Friday, January 7, 2011
Financial solution is a main problem every businessman & individual are facing in today's changing dynamic world .Mostly everyone is in debt about something or that and you unfortunately don’t have the sufficient funds to pay off the debts, then you can easily seek the advice of some financial consultant who will guide you to the best gain of your all left funds. Sometimes Government also offers free grant money for those people who are in financial crisis. As per you don’t even require to have a such a good credit score in order to qualify for the grants by the government . However, you will be asked to show your income statement in order to get the grant money by the government .

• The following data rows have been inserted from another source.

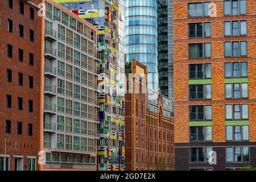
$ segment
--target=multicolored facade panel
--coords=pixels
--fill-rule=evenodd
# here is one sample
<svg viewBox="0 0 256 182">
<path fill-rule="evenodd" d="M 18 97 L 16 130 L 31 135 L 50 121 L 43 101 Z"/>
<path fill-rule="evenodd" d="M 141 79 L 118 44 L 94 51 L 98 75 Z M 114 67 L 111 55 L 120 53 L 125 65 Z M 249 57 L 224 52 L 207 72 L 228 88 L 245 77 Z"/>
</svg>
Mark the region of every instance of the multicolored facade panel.
<svg viewBox="0 0 256 182">
<path fill-rule="evenodd" d="M 123 1 L 55 1 L 98 28 L 98 85 L 105 91 L 98 95 L 98 169 L 124 170 L 124 78 L 118 76 L 125 73 Z"/>
</svg>

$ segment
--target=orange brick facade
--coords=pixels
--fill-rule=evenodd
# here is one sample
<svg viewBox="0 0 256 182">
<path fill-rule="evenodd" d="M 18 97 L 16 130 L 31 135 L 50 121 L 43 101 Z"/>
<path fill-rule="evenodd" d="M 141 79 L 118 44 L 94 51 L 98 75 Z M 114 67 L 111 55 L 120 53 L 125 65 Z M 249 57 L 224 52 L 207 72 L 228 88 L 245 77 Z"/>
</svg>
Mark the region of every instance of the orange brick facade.
<svg viewBox="0 0 256 182">
<path fill-rule="evenodd" d="M 214 17 L 188 18 L 188 3 L 195 2 L 213 2 L 216 5 L 217 15 Z M 253 116 L 255 104 L 255 72 L 256 62 L 256 5 L 253 0 L 246 1 L 246 15 L 236 16 L 224 15 L 223 1 L 192 1 L 174 0 L 174 100 L 175 100 L 175 151 L 180 150 L 175 156 L 188 155 L 189 147 L 222 146 L 253 145 L 255 141 L 255 117 Z M 224 36 L 224 22 L 228 20 L 246 20 L 247 35 L 239 36 Z M 210 22 L 210 36 L 208 38 L 189 38 L 188 24 L 190 23 Z M 247 56 L 244 57 L 226 57 L 224 55 L 224 42 L 232 41 L 247 41 Z M 188 44 L 195 43 L 210 43 L 210 58 L 189 59 Z M 248 98 L 225 99 L 225 63 L 247 61 L 248 64 Z M 211 63 L 212 68 L 212 99 L 209 100 L 189 100 L 189 65 L 193 64 Z M 225 106 L 226 104 L 248 104 L 249 120 L 249 141 L 230 142 L 226 141 Z M 189 141 L 189 106 L 210 105 L 212 106 L 212 141 L 209 143 L 195 144 Z M 195 142 L 194 142 L 195 143 Z M 182 150 L 181 147 L 187 146 Z M 213 147 L 214 150 L 214 148 Z M 245 167 L 248 164 L 227 164 L 225 158 L 225 148 L 218 154 L 219 159 L 216 165 L 207 166 L 205 168 L 213 169 L 226 169 L 229 167 Z M 255 165 L 251 147 L 250 163 Z M 217 150 L 216 151 L 218 151 Z M 190 168 L 204 168 L 205 165 L 193 166 L 189 161 L 189 156 L 183 156 L 175 164 L 178 170 L 189 170 Z M 217 158 L 218 159 L 218 158 Z M 187 160 L 184 162 L 184 160 Z M 184 164 L 184 163 L 187 164 Z M 218 166 L 220 165 L 220 166 Z M 222 167 L 220 167 L 221 165 Z"/>
<path fill-rule="evenodd" d="M 147 74 L 146 67 L 135 60 L 131 69 L 133 73 Z M 125 94 L 126 170 L 174 170 L 174 120 L 163 116 L 161 98 L 158 113 L 146 109 L 147 96 L 141 92 L 146 90 L 146 82 L 139 78 L 127 81 L 131 84 L 127 86 L 129 92 Z M 138 88 L 140 92 L 131 92 Z"/>
</svg>

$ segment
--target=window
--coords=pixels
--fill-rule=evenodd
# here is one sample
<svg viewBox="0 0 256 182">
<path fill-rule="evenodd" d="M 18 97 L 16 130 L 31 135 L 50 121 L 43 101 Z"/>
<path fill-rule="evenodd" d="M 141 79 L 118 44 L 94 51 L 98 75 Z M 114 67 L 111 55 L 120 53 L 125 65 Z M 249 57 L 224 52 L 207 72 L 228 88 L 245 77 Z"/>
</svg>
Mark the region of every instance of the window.
<svg viewBox="0 0 256 182">
<path fill-rule="evenodd" d="M 13 0 L 8 0 L 8 6 L 10 9 L 13 8 Z"/>
<path fill-rule="evenodd" d="M 23 107 L 23 99 L 21 97 L 18 97 L 18 109 L 22 110 Z"/>
<path fill-rule="evenodd" d="M 32 158 L 28 157 L 28 171 L 36 170 L 36 158 Z"/>
<path fill-rule="evenodd" d="M 248 98 L 248 84 L 227 84 L 225 85 L 226 98 Z"/>
<path fill-rule="evenodd" d="M 23 50 L 19 49 L 19 61 L 23 61 Z"/>
<path fill-rule="evenodd" d="M 237 15 L 246 14 L 246 0 L 225 1 L 224 6 L 224 15 Z"/>
<path fill-rule="evenodd" d="M 35 18 L 35 10 L 32 7 L 30 7 L 30 18 L 32 19 Z"/>
<path fill-rule="evenodd" d="M 212 141 L 212 126 L 191 126 L 190 127 L 190 140 Z"/>
<path fill-rule="evenodd" d="M 30 53 L 30 65 L 34 65 L 34 54 Z"/>
<path fill-rule="evenodd" d="M 7 81 L 11 82 L 13 77 L 12 77 L 12 71 L 11 69 L 7 69 Z"/>
<path fill-rule="evenodd" d="M 249 139 L 249 126 L 226 126 L 227 141 L 247 141 Z"/>
<path fill-rule="evenodd" d="M 10 19 L 8 19 L 7 31 L 9 32 L 13 32 L 13 20 Z"/>
<path fill-rule="evenodd" d="M 234 147 L 226 148 L 226 163 L 249 163 L 249 147 Z"/>
<path fill-rule="evenodd" d="M 225 57 L 247 56 L 247 42 L 227 42 L 224 43 Z"/>
<path fill-rule="evenodd" d="M 241 36 L 247 35 L 246 21 L 224 22 L 225 36 Z"/>
<path fill-rule="evenodd" d="M 22 123 L 21 122 L 18 122 L 17 123 L 17 134 L 22 134 Z"/>
<path fill-rule="evenodd" d="M 19 2 L 19 13 L 24 14 L 24 3 Z"/>
<path fill-rule="evenodd" d="M 34 31 L 32 30 L 30 30 L 30 40 L 34 42 Z"/>
<path fill-rule="evenodd" d="M 6 95 L 6 107 L 11 108 L 11 96 Z"/>
<path fill-rule="evenodd" d="M 18 73 L 18 78 L 19 85 L 20 86 L 23 85 L 23 74 Z"/>
<path fill-rule="evenodd" d="M 28 100 L 28 111 L 33 112 L 33 101 L 32 100 Z"/>
<path fill-rule="evenodd" d="M 7 57 L 13 57 L 13 46 L 7 44 Z"/>
<path fill-rule="evenodd" d="M 210 57 L 210 43 L 188 44 L 189 58 Z"/>
<path fill-rule="evenodd" d="M 247 62 L 225 63 L 225 77 L 226 78 L 247 77 L 248 63 Z"/>
<path fill-rule="evenodd" d="M 33 125 L 28 124 L 27 129 L 27 135 L 29 136 L 32 136 L 33 135 Z"/>
<path fill-rule="evenodd" d="M 189 85 L 189 99 L 204 100 L 212 98 L 212 85 Z"/>
<path fill-rule="evenodd" d="M 235 104 L 226 105 L 226 119 L 248 119 L 248 105 Z"/>
<path fill-rule="evenodd" d="M 24 27 L 23 25 L 19 24 L 19 36 L 24 37 Z"/>
<path fill-rule="evenodd" d="M 196 23 L 188 24 L 188 37 L 203 38 L 210 36 L 210 23 Z"/>
<path fill-rule="evenodd" d="M 190 106 L 190 121 L 212 120 L 212 106 Z"/>
<path fill-rule="evenodd" d="M 209 16 L 209 2 L 188 4 L 188 18 Z"/>
<path fill-rule="evenodd" d="M 205 163 L 209 162 L 209 154 L 212 147 L 192 147 L 190 148 L 191 163 Z"/>
<path fill-rule="evenodd" d="M 32 89 L 34 86 L 34 79 L 32 76 L 28 76 L 28 82 L 30 88 Z"/>
<path fill-rule="evenodd" d="M 5 127 L 5 133 L 11 133 L 11 121 L 9 120 L 6 120 L 6 127 Z"/>
</svg>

All financial Matter will help you or guide you to get the free help from the financial consultant Mark Johnson who is also an Investment Banker .he loves to write on today's Investment sector of the world where you can get the most out of your funds . Thus, it will help you or try to solve your financial problem & live a debt-free life. There are many options to solve your financial problem. Though the main option available for you is to first stop spending more on impulse purchase or window shopping.
Plan and estimate you expenses beforehand & use cash instead of credit card. Shop as much as you need only don't buy uselessly be a limited shopper so as to control your unnecessary spending on lavish products .Have a frugal mind.
Invest you money in various sectors like shares ,gold, forex, real-estate etc. so that it will help you get returns on your investment more when you need it rather than spending on only one particular sector. Get help from some good financial consultant or advisors to be relived from your debt problems fully. They will surely show you some good and right path to get relief options from your financial burden like debt management, debt settlement or debt consolidation.
Saturday, January 1, 2011
With the beginning of new year 2011 everyone has started predicting what will be this year resolution, for the betterment of personal as well as financial matters.Last year was a year of ups and down in-spite several cost cutting and other measures to cut the budget deficit taken by the government.There were few investors who got good return,very few become rich.others struggle and overall it was a mixed result.As we are heading towards new year everyone has started assuming what will be new this year,what to get the best out of it,each of us a goal to achieve.Some one is planning,some already planned and others still waiting and predicting.Many experts had already put their views and opinions on different subject matters.
My suggestion for this new year from a investor point of view will be to invest in real estate,mortgage,this industry is booming and if we are willing to invest definitely we will get return,other then this you can invest in gold,prices of gold is going to touch the sky in recent time.If you are willing to invest in the commodity market and luxury goods item if you definitely be a gainer this year.Specially on some branded products.recent trend in the commodity market and luxury items has shown a high rise in income.People are more and more concerned about their standard of living and this has increased a high standard of living among the people and accumulation of luxury goods.Another very good place to invest is in Food items as the cost of food items are growing to increase day by day and each one of us is aware of it.Investment in paddy farm,tea state,dairy products will make you rich this year.This are few of my simple tips to be rich this year,many more details are yet to come,Hoping for the best,
So invest but Smartly.
Wish all my readers a very happy and prosperous new 2011.